How to find $\mathbb{Q} / \mathbb{Z} \otimes_{\mathbb{Z}} \mathbb{Q}$

Question

I just started to study tensor product and i dont know how to calculate

$\mathbb{Q} / \mathbb{Z} \otimes_{\mathbb{Z}} \mathbb{Q}$

I assumed that it is $\mathbb{Q}$ and built a bilinear mapping

$f: \mathbb{Q} / \mathbb{Z} \rightarrow \mathbb{Q}$

$f(q_{1}*q_{2}) = q_{1}*q_{2}$

But it didnt help, because i cant build $f^{-1}$

$g: \mathbb{Q} \rightarrow \mathbb{Q} / \mathbb{Z} \otimes_{\mathbb{Z}} \mathbb{Q}$

$g(ab) = ab \otimes 1 \neq a \otimes b$

Can you help me please?

Answer 1

The general mantra is that tensoring with a field kills torsion. Indeed, your entire object is torsion, so we should expect to see $0$, and we do see this, by just manipulating the elements.

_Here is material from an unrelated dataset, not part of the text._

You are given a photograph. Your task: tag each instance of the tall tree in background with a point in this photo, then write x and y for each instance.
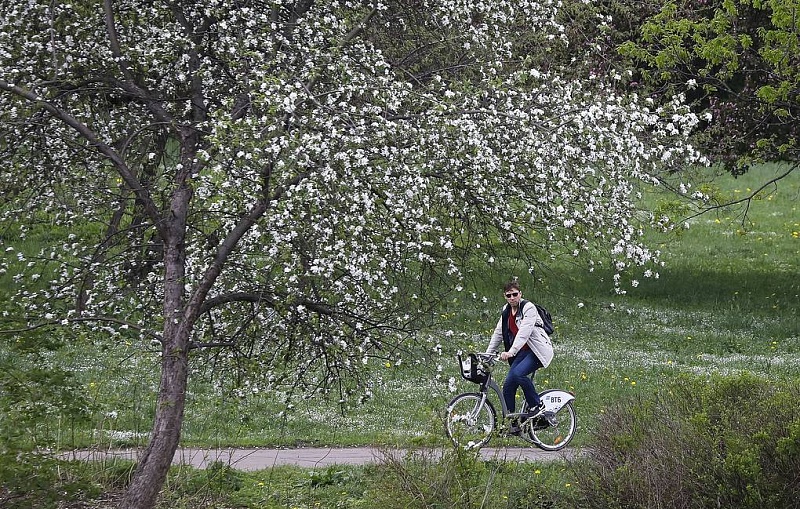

$$\frac{a}{b} \otimes_{\mathbb{Z}} \frac{c}{d} = \frac{a}{b} \otimes_{\mathbb{Z}}\frac{bc}{bd} = \frac{a}{b} \cdot b \otimes_{\mathbb{Z}} \frac{c}{bd}= a \otimes_{\mathbb{Z}}\frac{c}{bd}= 0 \otimes_{\mathbb{Z}} \frac{c}{bd} = 0$$

Answer 2

Hint: In $A\otimes_B C$ we have $ab\otimes c= a\otimes bc$ for $a\in A, b\in B, c\in C$). In your case, let $b$ be the denominator of $a$.